Functional Brain Imaging in PTSD

A National Center for PTSD Fact Sheet
By Matthew Friedman, M.D, Ph.D.

Functional brain imaging research has confirmed what clinicians have suspected for many years, that people with PTSD exhibit altered brain processes. Furthermore, the nature of these alterations is consistent with expectations that have been based on basic human and animal research regarding how the brain handles powerful emotional input and how the brain reacts to extremely stressful situations.

Methodological issues

There have been a number of studies of functional brain imaging in PTSD. Comparison between studies is not always easy because of the different techniques utilized, such as: Positron Emission Tomography (PET), single photon emission computed tomography (SPECT), and functional magnetic resonance imaging (fMRI). Comparison between studies is difficult also because different studies use different measurements (e.g., cerebral blood flow vs. specific ligand binding).  In addition, the conditions under which measurements have been obtained differ from one study to the next.  For example, participants in one study may have been evaluated during provocative exposure to traumatic visual images while those in another study may have been evaluated while listening to an audiotape of a personal traumatic event.

Findings

Despite the methodological issues reviewed above, a number of consistent findings have emerged.  From a basic science perspective, the most exciting observation is that animal models concerning fear conditioning and acute stress paradigms appear to predict the human brain imaging results quite well. Three major brain structures are implicated in the animal models:

·        the amygdala, which is activated by fear and stress

·        the prefrontal cortex (PFC), which has major inhibitory control over the amygdala, and

·        the hippocampus, which is important for context conditioning but which is taken offline by excessive arousal states.

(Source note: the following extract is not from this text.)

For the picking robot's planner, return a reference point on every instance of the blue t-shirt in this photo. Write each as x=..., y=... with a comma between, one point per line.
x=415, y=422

Thus, the major prediction for PTSD patients exposed to fearful or trauma-related stimuli is that the amygdala (and related structures) will be activated, PFC activity will be reduced, and hippocampal activity will be reduced.

Summarizing a complicated and growing literature in this field, the major findings are:

·        increased amygdala activity

·        decreased activity in the PFC

·        decreased benzodiazepine binding in the PFC, indicating reduced capacity to inhibit amygdala activity

·        decreased blood flow to the hippocampus, thalamus, orbital frontal cortex, and anterior cingulate gyrus

·        excessive sensitivity to norepinephrine (indicated by reduced cerebral blood flow following administration of yohimbine).

Practical applications

Practical application of these findings is a work in progress. The most direct translation of these scientific findings into clinical practice is twofold:

·        develop pharmacological and/or psychosocial interventions that will reduce activation of the amygdala and all downstream mechanisms under its control;

·        develop pharmacological and/or psychosocial interventions that enhance PFC activity, since PFC activity is the brain's major mechanism for reining in the amygdala and associated structures.

Conclusions

In short, PTSD is associated with significant alterations in brain function that are consistent with what have been predicted from animal research, basic investigations on fear conditioning, and studies of acute stress.  Effective current treatments can be understood within this context.  Selective serotonin reuptake inhibitors (SSRIs), such as Prozac, inhibit amygdala function, and cognitive behavioral therapy (CBT) is thought to bolster cortical function, especially that of the PFC. Initiatives are now underway to develop even more effective therapeutic interventions that will normalize the abnormalities in brain function associated with PTSD.

 

For a good recent review of this literature, see: Hull, A. (2002). Neuroimaging findings in post-traumatic stress disorder. British Journal of Psychiatry, 181, 102-110.